18. Approche envisagée. De ce point de vue, notre étude ne s'alignera pas sur la présentation classique attachée à l'examen des règles de preuve en droit. Notre prétention n'est nullement ici de refaire tout le droit de la preuve, encore moins, en quelques pages, d'écrire un droit de la vente en ligne. Il ne s'agira donc pas, en ce qui nous concerne, de refaire l'étude traditionnelle sur le sujet, se rapportant notamment aux questions d'objet de la preuve, des divers modes de preuve, ainsi que de la charge de la preuve30(*). Il serait superfétatoire de reprendre des démonstrations depuis longtemps acquises. Bien sûr, ces aspects ne seront pas éludés; mais notre approche sera principalement de voir comment le droit positif appréhende la question de la preuve dans la logique d'une vente en ligne.

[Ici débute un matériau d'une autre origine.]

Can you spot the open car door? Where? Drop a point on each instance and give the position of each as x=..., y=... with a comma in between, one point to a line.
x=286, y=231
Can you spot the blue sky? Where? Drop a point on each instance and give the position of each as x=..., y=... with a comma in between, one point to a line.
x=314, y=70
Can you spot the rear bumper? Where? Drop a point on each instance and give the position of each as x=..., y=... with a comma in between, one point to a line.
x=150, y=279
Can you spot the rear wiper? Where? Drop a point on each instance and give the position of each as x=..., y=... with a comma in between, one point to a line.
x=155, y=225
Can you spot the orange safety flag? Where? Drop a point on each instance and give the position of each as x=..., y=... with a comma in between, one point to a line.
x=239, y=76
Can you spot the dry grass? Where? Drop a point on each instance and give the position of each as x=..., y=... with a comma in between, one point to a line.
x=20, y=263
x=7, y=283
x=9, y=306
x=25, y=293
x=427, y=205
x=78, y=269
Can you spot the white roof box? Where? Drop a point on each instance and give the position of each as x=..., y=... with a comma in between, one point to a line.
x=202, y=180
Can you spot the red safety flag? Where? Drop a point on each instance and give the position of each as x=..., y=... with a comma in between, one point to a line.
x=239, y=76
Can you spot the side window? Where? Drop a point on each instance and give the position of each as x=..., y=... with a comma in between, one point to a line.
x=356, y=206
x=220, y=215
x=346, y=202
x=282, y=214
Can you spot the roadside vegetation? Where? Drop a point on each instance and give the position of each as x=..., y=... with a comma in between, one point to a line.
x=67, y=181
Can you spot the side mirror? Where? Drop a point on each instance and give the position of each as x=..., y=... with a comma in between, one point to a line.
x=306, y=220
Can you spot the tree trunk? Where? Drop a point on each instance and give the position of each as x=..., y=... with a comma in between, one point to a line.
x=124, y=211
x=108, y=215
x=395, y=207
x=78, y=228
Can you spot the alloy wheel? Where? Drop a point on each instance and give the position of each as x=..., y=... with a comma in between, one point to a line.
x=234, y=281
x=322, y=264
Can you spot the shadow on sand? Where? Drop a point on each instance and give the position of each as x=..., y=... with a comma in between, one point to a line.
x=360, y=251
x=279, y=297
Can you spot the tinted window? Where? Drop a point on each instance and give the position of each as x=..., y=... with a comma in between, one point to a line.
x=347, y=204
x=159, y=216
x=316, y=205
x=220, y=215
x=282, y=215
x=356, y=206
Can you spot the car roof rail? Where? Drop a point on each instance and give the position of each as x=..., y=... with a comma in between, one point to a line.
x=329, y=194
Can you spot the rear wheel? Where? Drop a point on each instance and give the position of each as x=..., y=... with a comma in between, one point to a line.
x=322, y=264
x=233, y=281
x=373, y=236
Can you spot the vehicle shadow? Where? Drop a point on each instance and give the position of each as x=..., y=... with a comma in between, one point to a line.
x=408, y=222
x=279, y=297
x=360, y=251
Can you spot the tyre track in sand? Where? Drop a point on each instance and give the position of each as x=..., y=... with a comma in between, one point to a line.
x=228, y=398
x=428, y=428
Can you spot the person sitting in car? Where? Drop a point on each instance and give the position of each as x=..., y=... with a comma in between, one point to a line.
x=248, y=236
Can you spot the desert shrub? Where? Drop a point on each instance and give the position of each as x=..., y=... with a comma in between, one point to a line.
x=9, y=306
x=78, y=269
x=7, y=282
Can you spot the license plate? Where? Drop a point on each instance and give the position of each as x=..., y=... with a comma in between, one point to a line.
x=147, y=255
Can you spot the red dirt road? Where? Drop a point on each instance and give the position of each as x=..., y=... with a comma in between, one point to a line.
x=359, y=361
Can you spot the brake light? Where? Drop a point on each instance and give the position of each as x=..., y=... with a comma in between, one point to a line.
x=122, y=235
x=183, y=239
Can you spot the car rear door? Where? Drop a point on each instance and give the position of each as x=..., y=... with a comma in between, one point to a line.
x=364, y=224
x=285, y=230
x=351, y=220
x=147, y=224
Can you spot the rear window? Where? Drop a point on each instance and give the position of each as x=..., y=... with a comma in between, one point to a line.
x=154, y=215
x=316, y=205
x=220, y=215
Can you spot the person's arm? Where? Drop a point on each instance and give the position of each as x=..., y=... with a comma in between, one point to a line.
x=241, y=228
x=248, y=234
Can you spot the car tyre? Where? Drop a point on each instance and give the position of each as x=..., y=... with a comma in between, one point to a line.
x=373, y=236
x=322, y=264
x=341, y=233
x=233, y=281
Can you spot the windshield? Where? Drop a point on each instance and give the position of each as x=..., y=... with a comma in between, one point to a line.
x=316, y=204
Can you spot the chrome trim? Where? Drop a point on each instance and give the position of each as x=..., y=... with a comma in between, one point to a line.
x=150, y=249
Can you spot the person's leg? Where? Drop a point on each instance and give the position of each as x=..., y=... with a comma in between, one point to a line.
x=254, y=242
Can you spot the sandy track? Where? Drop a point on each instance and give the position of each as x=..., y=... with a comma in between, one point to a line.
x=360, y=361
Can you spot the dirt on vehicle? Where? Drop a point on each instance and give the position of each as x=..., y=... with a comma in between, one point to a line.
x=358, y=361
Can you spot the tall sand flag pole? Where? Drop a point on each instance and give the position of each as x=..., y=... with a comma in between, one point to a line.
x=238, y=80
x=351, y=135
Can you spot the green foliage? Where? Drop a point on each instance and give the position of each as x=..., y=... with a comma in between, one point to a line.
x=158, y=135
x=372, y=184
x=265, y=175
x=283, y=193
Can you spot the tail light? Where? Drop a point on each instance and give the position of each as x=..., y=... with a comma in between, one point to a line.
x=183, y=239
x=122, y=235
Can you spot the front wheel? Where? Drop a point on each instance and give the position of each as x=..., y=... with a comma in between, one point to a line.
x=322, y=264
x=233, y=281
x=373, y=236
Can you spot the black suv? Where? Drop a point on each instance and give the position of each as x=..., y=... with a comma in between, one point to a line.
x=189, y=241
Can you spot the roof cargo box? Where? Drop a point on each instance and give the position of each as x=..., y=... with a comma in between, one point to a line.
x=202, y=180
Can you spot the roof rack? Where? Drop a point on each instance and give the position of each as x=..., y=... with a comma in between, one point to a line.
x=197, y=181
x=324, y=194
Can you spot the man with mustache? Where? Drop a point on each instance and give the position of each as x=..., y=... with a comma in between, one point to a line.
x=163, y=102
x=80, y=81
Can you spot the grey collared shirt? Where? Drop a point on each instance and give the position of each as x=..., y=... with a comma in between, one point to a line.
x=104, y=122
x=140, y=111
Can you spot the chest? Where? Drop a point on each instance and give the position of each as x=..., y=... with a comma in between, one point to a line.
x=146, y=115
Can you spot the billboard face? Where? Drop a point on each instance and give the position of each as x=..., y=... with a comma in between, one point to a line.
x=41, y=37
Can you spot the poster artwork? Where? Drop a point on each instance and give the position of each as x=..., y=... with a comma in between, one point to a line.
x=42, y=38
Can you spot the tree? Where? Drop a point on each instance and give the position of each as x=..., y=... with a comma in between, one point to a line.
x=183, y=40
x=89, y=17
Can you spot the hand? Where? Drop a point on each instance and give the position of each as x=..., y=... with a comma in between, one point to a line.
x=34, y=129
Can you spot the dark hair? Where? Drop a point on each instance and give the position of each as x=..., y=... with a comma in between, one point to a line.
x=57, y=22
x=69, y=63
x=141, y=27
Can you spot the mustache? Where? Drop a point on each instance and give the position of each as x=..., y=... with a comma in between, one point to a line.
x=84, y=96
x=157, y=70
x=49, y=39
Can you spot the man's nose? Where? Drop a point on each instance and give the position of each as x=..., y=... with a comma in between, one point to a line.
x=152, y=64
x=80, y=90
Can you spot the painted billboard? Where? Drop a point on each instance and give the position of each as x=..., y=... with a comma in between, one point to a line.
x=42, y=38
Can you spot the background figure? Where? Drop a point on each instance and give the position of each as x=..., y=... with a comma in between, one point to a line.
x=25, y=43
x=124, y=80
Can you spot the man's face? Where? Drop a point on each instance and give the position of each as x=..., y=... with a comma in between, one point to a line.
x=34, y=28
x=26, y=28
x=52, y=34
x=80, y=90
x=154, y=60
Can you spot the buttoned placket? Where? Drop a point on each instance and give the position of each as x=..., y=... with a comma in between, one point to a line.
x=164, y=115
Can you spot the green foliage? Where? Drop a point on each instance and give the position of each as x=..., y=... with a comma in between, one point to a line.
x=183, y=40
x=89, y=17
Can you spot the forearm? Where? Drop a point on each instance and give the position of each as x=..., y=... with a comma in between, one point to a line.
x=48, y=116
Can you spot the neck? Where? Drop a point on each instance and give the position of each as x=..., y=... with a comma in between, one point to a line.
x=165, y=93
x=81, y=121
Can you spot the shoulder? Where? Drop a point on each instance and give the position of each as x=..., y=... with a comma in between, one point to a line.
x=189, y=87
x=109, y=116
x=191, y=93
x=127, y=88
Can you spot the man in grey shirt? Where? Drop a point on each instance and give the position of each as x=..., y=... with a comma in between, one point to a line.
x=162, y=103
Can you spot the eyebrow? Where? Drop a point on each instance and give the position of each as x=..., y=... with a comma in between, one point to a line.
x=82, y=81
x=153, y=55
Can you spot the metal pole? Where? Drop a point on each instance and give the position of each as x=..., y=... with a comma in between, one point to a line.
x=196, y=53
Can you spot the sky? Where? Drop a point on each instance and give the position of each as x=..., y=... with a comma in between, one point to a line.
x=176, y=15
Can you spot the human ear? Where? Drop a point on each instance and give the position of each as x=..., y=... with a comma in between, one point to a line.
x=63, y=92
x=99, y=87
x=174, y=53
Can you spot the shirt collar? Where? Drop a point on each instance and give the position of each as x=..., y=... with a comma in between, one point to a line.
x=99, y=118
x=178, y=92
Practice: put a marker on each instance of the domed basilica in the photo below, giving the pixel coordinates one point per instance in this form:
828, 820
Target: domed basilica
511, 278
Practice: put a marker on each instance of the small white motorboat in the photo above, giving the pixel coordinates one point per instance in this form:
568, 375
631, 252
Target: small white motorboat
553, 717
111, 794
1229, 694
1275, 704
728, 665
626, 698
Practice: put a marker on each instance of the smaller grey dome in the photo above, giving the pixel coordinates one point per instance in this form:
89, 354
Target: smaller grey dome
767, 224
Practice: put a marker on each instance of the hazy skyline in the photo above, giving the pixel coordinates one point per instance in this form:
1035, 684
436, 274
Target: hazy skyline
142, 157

19. Notre société entre progressivement dans l'air de l'immatériel. Les nouvelles technologies de l'information et de la communication, marquées par l'échange de données dématérialisées ou immatérielles31(*), tissent leur toile dans tous les domaines d'activités. Les échanges contractuels n'y échappent pas. L'Internet qui semble être la locomotive de ces nouvelles technologies, est l'espace qui s'offre le plus souvent à ces échanges contractuels. La manifestation la plus caractéristique de ces échanges est le commerce électronique32(*) dont la vente en ligne constitue une des modalités.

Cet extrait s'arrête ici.